Thanks Pavel, If my memory from grad school serves me well, short or high-energy hydrogen bonds are between 2.2 to 2.5 A. They are observed in protein structures (and did generate a few nice review papers and controversy at the time, if I remember correctly), but any distance smaller than ~2.1 A (say, a 1.8 A hydrogen bond as phenix.refine is allowed to pick) does not sound likely given my limited understanding of the subject (The distances are between H-acceptor to H-donor). Any recent biophysical chemistry graduates with fresh minds in the audience? I did check my pdb files that were refined with phenix.refine defaults, and asked coot to "Check/Delete Waters". Happily enough, coot found no waters nearer than 2.3 A to protein (which is the coot default: 2.3 to 3.5).
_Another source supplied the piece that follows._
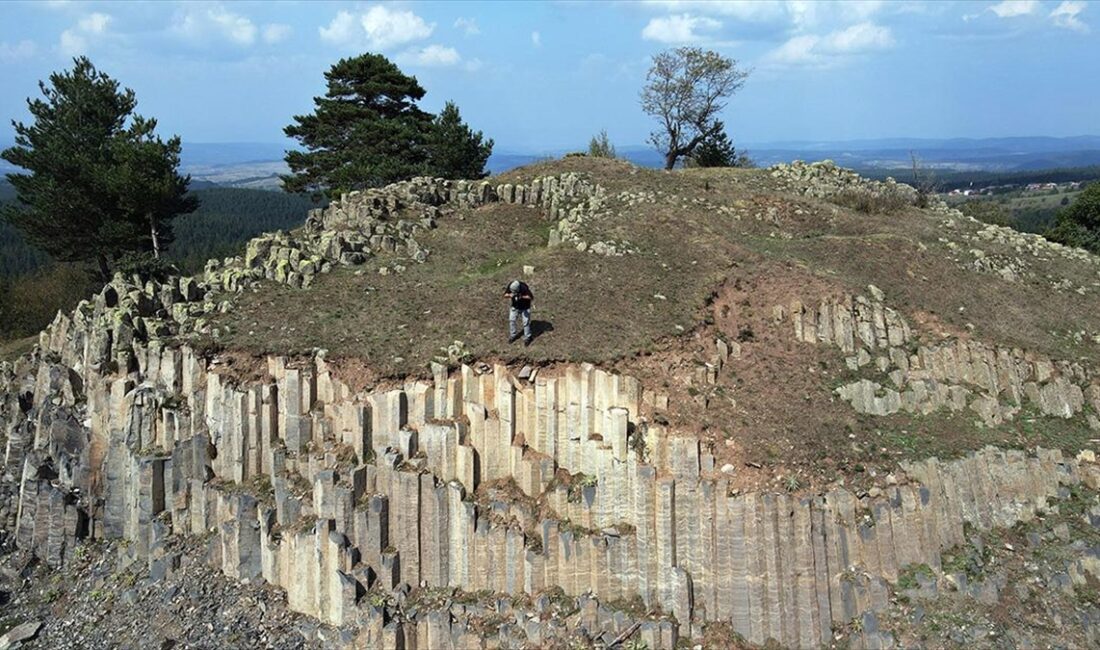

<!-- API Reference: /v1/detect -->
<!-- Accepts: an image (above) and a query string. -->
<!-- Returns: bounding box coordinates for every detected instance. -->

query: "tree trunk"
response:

That was the reason that made me think the phenix default distances of 1.8 to 3.2 might be something else. At the end of the day, the defaults work, so that's good. Engin Pavel Afonine wrote:
Hi Engin,
these are the distances between non-hydrogen atoms (even if H atoms are present in the model).
The soft low limit cutoff allows to account for map imperfections due to data and model quality.
I did not systematically investigate this. If I recall correctly, I put these numbers in based on 1) looking "what others do"; 2) PDB survey; 3) tests with a few models.
Pavel.
On 2/28/09 6:38 PM, Engin Ozkan wrote:
While we are on the matter, I needed a clarification in default H-bond distances in for water picking. The default parameters are: h_bond_min_mac = 1.8 h_bond_min_sol = 1.8 h_bond_max = 3.2 These values do work well, actually.
Are these numbers the distance between the H-bond acceptor and the hydrogen itself? More commonly, people speak of acceptor to donor distances, but these values are too small for that (which are usually ~2.3-3.5 A)?
Engin
Engin Ozkan wrote:
Thanks, Nigel. I had actually created the restraints manually with the literature values (and that did match what I saw in density). I was just testing this new tool, because it sure is bound to come handy. It also gave me chance to point out the literature on this matter; this work even suggests sigma values specifically for structure refinement.
Engin
Nigel W Moriarty wrote:
Engin
Thanks for the posting. You have discovered a hole in the coverage of the default bond lengths data. Thanks for the link. I'm sure it will be incorporated in the near future.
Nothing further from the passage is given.